# initial.es -- set up initial interpreter state ($Revision: 1.1.1.1 $)


#
# Introduction
#

#	Initial.es contains a series of definitions used to set up the
#	initial state of the es virtual machine.  In early versions of es
#	(those before version 0.8), initial.es was turned into a string
#	which was evaluated when the program started.  This unfortunately
#	took a lot of time on startup and, worse, created a lot of garbage
#	collectible memory which persisted for the life of the shell,
#	causing a lot of extra scanning.
#
#	Since version 0.8, building es is a two-stage process.  First a
#	version of the shell called esdump is built.  Esdump reads and
#	executes commands from standard input, similar to a normal interpreter,
#	but when it is finished, it prints on standard ouput C code for
#	recreating the current state of interpreter memory.  (The code for
#	producing the C code is in dump.c.)  Esdump starts up with no
#	variables defined.  This file (initial.es) is run through esdump
#	to produce a C file, initial.c, which is linked with the rest of
#	the interpreter, replacing dump.c, to produce the actual es
#	interpreter.
#
#	Because the shell's memory state is empty when initial.es is run,
#	you must be very careful in what instructions you put in this file.
#	For example, until the definition of fn-%pathsearch, you cannot
#	run external programs other than those named by absolute path names.
#	An error encountered while running esdump is fatal.
#
#	The bulk of initial.es consists of assignments of primitives to
#	functions.  A primitive in es is an executable object that jumps
#	directly into some C code compiled into the interpreter.  Primitives
#	are referred to with the syntactic construct $&name;  by convention,
#	the C function implementing the primitive is prim_name.  The list
#	of primitives is available as the return value (exit status) of
#	the primitive $&primitives.  Primitives may not be reassigned.
#
#	Functions in es are simply variables named fn-name.  When es
#	evaluates a command, if the first word is a string, es checks if
#	an appropriately named fn- variable exists.  If it does, then the
#	value of that variable is substituted for the function name and
#	evaluation starts over again.  Thus, for example, the assignment
#		fn-echo = $&echo
#	means that the command
#		echo foo bar
#	is internally translated to
#		$&echo foo bar
#	This mechanism is used pervasively.
#
#	Note that definitions provided in initial.es can be overriden (aka,
#	spoofed) without changing this file at all, just by redefining the
#	variables.  The only purpose of this file is to provide initial
#	values.


#
# Builtin functions
#

#	These builtin functions are straightforward calls to primitives.
#	See the manual page for details on what they do.

fn-.		= $&dot
fn-access	= $&access
fn-break	= $&break
fn-catch	= $&catch
fn-echo		= $&echo
fn-exec		= $&exec
fn-forever	= $&forever
fn-fork		= $&fork
fn-if		= $&if
fn-newpgrp	= $&newpgrp
fn-result	= $&result
fn-throw	= $&throw
fn-umask	= $&umask
fn-wait		= $&wait

fn-%read	= $&read

#	eval runs its arguments by turning them into a code fragment
#	(in string form) and running that fragment.

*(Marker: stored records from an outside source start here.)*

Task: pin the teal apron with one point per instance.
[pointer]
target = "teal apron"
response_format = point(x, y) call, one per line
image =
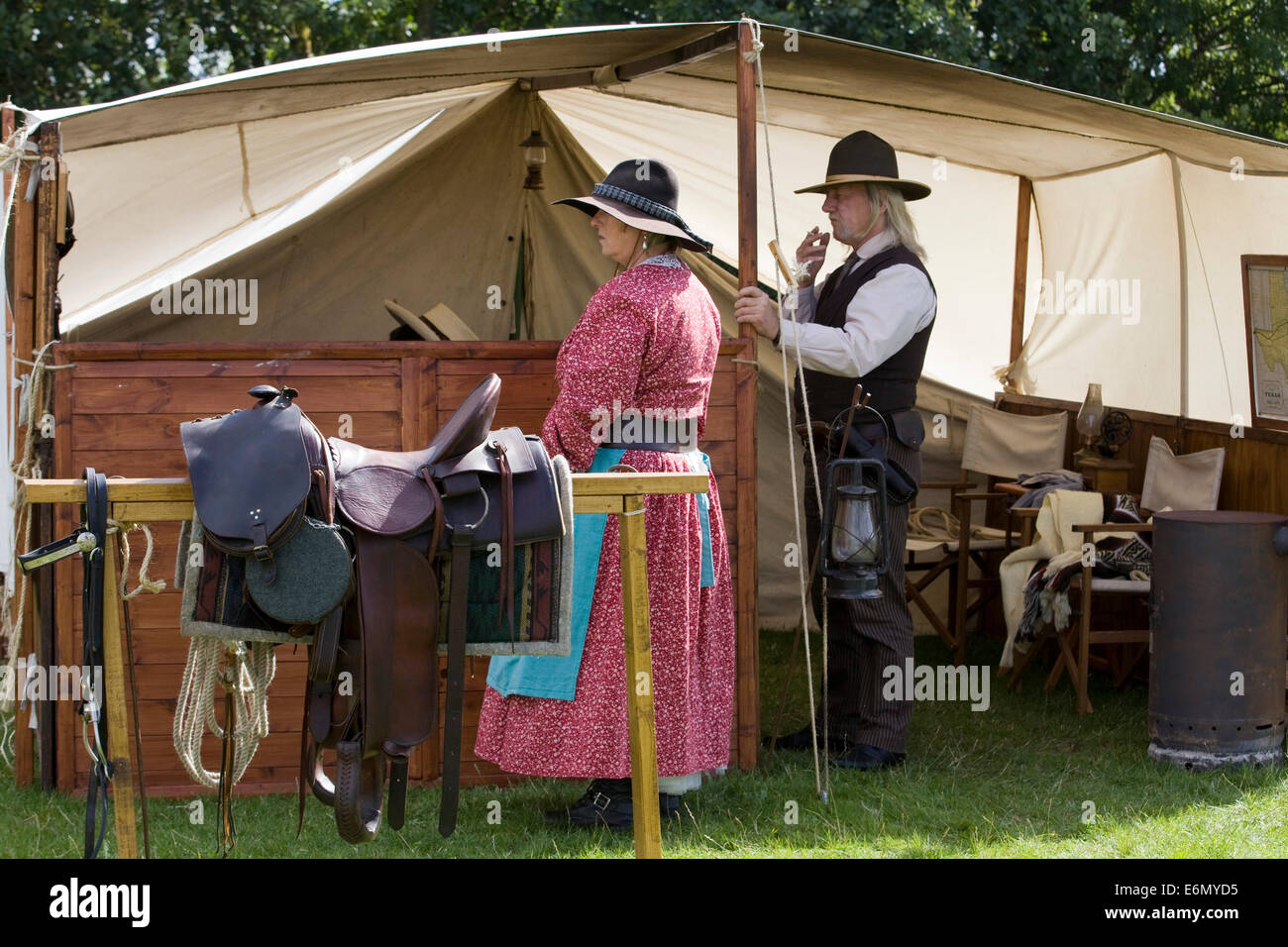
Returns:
point(542, 676)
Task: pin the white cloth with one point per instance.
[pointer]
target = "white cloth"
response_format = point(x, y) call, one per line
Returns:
point(880, 320)
point(1055, 540)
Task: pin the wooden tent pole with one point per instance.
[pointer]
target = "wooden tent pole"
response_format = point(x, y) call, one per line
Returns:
point(1021, 266)
point(746, 169)
point(747, 603)
point(18, 328)
point(51, 206)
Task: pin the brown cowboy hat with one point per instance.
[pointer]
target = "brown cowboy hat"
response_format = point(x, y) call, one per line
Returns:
point(644, 195)
point(863, 158)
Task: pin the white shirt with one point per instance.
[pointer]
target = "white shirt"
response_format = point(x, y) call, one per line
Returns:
point(880, 320)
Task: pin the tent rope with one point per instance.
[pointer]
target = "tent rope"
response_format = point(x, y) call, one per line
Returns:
point(822, 785)
point(35, 401)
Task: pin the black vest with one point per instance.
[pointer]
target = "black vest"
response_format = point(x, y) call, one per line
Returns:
point(893, 384)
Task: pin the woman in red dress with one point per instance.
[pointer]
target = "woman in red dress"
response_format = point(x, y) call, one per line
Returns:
point(643, 350)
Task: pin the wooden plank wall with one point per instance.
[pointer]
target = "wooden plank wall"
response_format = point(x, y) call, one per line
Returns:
point(1256, 459)
point(120, 407)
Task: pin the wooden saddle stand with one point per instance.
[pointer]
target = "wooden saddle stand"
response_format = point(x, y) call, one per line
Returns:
point(346, 544)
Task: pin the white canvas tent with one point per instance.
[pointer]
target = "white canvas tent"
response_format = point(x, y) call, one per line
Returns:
point(395, 171)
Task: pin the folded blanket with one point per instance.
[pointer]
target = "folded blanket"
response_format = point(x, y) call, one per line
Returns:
point(1046, 482)
point(1061, 510)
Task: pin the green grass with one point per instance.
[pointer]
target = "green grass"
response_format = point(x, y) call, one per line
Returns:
point(1012, 781)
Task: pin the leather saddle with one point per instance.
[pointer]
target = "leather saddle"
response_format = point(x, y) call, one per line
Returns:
point(259, 476)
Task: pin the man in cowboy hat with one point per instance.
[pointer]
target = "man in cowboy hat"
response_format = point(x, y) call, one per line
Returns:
point(868, 324)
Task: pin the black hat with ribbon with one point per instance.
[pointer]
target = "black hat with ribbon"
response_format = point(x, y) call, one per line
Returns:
point(864, 158)
point(644, 195)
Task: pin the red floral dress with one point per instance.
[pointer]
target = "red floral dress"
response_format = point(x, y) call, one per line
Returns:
point(648, 339)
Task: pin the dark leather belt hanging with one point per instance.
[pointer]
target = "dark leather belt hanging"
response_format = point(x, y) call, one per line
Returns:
point(89, 541)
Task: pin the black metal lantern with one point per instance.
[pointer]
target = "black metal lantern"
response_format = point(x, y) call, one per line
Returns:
point(533, 157)
point(854, 541)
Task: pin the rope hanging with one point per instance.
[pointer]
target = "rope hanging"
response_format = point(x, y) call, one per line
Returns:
point(245, 676)
point(154, 585)
point(34, 405)
point(823, 785)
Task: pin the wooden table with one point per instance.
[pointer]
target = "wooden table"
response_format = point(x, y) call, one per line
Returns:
point(159, 500)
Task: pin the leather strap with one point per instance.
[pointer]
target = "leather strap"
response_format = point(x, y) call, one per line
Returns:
point(463, 540)
point(506, 536)
point(326, 644)
point(397, 809)
point(94, 514)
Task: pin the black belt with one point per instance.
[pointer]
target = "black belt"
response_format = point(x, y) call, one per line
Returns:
point(95, 522)
point(665, 446)
point(90, 541)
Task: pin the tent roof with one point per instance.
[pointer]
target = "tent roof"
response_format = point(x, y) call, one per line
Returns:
point(925, 106)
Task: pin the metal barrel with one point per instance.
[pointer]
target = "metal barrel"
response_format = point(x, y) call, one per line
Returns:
point(1218, 646)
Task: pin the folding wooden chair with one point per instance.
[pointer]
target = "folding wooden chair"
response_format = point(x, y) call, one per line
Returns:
point(1001, 446)
point(1180, 483)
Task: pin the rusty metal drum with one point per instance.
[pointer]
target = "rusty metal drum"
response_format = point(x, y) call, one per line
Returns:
point(1218, 638)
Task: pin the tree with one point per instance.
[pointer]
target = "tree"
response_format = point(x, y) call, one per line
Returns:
point(1219, 60)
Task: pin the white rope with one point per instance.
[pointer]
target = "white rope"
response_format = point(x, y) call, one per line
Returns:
point(154, 585)
point(25, 467)
point(13, 153)
point(823, 787)
point(213, 661)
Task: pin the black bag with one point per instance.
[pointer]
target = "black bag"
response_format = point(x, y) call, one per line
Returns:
point(867, 438)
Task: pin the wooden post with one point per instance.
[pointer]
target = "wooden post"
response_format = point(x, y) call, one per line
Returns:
point(170, 500)
point(18, 329)
point(639, 680)
point(746, 85)
point(1021, 266)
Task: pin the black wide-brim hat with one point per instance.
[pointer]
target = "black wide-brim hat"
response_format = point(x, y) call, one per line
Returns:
point(863, 158)
point(644, 195)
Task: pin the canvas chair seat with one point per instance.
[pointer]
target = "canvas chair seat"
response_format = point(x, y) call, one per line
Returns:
point(1192, 480)
point(999, 445)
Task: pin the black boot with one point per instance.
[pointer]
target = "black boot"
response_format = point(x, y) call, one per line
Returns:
point(608, 802)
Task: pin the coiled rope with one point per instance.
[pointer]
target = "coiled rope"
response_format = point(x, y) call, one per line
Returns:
point(246, 674)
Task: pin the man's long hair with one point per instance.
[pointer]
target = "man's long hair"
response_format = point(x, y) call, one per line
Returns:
point(898, 219)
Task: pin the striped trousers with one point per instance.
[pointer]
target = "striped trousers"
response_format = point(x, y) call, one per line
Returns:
point(868, 635)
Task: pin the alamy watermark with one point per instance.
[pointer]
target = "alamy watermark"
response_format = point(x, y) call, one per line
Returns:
point(37, 682)
point(941, 684)
point(123, 900)
point(1093, 296)
point(210, 298)
point(632, 425)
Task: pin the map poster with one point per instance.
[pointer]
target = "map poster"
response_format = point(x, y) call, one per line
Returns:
point(1265, 302)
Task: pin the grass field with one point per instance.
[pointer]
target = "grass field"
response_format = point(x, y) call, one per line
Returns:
point(1018, 780)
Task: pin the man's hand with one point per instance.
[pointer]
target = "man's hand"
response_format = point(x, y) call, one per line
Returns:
point(811, 252)
point(754, 307)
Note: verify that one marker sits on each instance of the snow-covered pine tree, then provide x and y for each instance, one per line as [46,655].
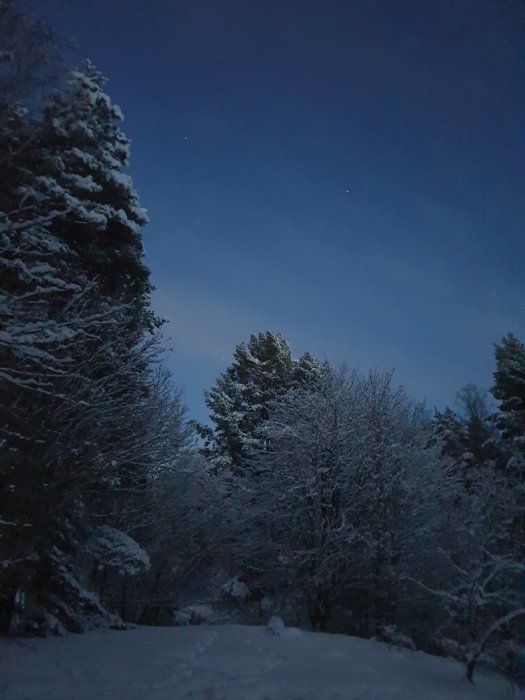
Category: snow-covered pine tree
[74,359]
[262,370]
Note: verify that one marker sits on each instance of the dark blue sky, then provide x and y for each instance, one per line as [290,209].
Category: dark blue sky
[350,173]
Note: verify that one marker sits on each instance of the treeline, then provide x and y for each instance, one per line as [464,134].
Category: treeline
[316,493]
[95,452]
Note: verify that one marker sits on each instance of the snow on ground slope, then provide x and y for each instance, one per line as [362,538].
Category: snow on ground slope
[230,662]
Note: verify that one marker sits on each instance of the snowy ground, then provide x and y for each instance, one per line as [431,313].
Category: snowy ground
[229,663]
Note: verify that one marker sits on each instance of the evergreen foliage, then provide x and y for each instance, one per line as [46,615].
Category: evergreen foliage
[262,370]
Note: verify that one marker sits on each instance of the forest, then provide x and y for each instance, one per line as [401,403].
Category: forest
[316,493]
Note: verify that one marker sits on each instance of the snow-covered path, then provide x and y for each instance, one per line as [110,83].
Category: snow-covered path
[230,662]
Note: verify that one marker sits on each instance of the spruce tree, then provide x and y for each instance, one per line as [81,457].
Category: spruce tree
[263,369]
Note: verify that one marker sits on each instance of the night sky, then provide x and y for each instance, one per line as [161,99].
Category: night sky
[349,173]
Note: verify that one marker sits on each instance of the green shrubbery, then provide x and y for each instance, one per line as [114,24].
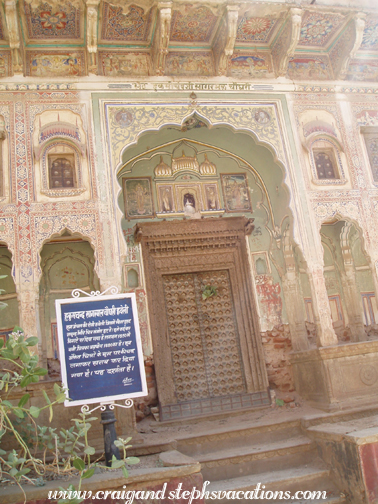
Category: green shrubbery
[38,450]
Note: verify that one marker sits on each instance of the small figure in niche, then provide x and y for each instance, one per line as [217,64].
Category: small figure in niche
[189,203]
[166,202]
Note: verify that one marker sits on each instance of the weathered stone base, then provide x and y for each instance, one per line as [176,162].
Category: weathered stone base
[338,377]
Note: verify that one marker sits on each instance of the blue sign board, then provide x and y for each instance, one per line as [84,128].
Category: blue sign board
[100,349]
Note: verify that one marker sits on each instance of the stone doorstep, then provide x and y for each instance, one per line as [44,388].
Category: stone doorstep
[109,480]
[337,416]
[309,477]
[257,452]
[349,431]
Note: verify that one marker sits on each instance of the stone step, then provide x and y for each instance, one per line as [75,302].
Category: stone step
[256,458]
[309,478]
[204,443]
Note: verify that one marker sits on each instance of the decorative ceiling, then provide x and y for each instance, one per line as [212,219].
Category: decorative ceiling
[247,40]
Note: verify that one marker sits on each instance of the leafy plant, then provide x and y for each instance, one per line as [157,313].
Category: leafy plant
[67,450]
[208,291]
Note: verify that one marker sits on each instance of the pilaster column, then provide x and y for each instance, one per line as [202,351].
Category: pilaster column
[326,335]
[354,304]
[295,312]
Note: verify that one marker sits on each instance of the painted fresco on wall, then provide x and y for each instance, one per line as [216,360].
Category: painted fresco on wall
[194,63]
[269,295]
[47,22]
[211,196]
[166,201]
[317,28]
[124,64]
[1,28]
[250,64]
[370,38]
[138,197]
[255,29]
[132,26]
[192,123]
[236,193]
[193,25]
[260,263]
[363,70]
[309,67]
[55,64]
[5,64]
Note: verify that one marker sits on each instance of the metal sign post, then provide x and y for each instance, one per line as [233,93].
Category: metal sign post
[101,355]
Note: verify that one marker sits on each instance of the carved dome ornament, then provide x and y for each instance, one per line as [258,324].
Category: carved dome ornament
[185,163]
[162,169]
[207,167]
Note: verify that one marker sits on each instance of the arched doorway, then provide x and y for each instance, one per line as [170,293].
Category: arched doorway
[67,263]
[210,178]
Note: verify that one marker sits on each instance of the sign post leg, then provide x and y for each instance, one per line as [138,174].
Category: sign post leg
[108,420]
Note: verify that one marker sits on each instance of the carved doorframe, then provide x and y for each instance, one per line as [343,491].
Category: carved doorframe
[190,246]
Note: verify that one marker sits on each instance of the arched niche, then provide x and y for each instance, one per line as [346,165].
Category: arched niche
[349,279]
[67,263]
[224,171]
[9,313]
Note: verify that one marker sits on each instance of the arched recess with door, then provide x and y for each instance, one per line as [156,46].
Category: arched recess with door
[212,186]
[67,263]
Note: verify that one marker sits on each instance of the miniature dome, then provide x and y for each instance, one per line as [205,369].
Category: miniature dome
[207,167]
[162,169]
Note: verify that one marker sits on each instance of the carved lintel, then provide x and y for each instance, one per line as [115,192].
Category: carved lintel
[229,44]
[161,42]
[249,227]
[138,234]
[291,43]
[359,25]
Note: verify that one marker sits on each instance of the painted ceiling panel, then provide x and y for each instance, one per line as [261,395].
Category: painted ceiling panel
[193,25]
[370,38]
[134,26]
[46,22]
[255,29]
[318,28]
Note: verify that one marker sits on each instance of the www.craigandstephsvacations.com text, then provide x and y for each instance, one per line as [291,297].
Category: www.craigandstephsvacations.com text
[128,496]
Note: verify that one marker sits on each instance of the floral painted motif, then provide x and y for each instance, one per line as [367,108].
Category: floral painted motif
[59,64]
[133,26]
[255,29]
[124,64]
[362,70]
[370,39]
[200,63]
[195,25]
[45,22]
[317,29]
[5,64]
[244,65]
[309,67]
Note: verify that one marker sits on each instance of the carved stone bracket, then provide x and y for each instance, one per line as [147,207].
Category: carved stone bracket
[359,27]
[13,34]
[161,41]
[288,41]
[92,17]
[232,26]
[203,248]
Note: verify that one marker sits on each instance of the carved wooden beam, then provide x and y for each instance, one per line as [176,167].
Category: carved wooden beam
[13,34]
[229,43]
[161,41]
[359,27]
[92,17]
[285,46]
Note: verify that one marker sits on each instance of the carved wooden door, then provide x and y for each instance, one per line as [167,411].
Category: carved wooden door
[205,347]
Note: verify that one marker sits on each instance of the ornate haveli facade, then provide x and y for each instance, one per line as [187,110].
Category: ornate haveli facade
[187,151]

fn eval { '{' ^ $^* ^ '}' }

#	Through version 0.84 of es, true and false were primitives,
#	but, as many pointed out, they don't need to be.  These
#	values are not very clear, but unix demands them.

fn-true		= result 0
fn-false	= result 1

#	These functions just generate exceptions for control-flow
#	constructions.  The for command and the while builtin both
#	catch the break exception, and lambda-invocation catches
#	return.  The interpreter main() routine (and nothing else)
#	catches the exit exception.

fn-break	= throw break
fn-exit		= throw exit
fn-return	= throw return

#	unwind-protect is a simple wrapper around catch that is used
#	to ensure that some cleanup code is run after running a code
#	fragment.  This function must be written with care to make
#	sure that the return value is correct.

fn-unwind-protect = $&noreturn @ body cleanup {
	if {!~ $#cleanup 1} {
		throw error unwind-protect 'unwind-protect body cleanup'
	}
	let (exception = ) {
		let (
			result = <={
				catch @ e {
					exception = caught $e
				} {
					$body
				}
			}
		) {
			$cleanup
			if {~ $exception(1) caught} {
				throw $exception(2 ...)
			}
			result $result
		}
	}
}

#	These builtins are not provided on all systems, so we check
#	if the accompanying primitives are defined and, if so, define
#	the builtins.  Otherwise, we'll just not have a limit command
#	and get time from /bin or wherever.

if {~ <=$&primitives limit} {fn-limit = $&limit}
if {~ <=$&primitives time}  {fn-time  = $&time}

#	These builtins are mainly useful for internal functions, but
#	they're there to be called if you want to use them.

fn-%apids	= $&apids
fn-%fsplit      = $&fsplit
fn-%newfd	= $&newfd
fn-%run         = $&run
fn-%split       = $&split
fn-%var		= $&var
fn-%whatis	= $&whatis

#	These builtins are only around as a matter of convenience, so
#	users don't have to type the infamous <= (nee <>) operator.
#	Whatis also protects the used from exceptions raised by %whatis.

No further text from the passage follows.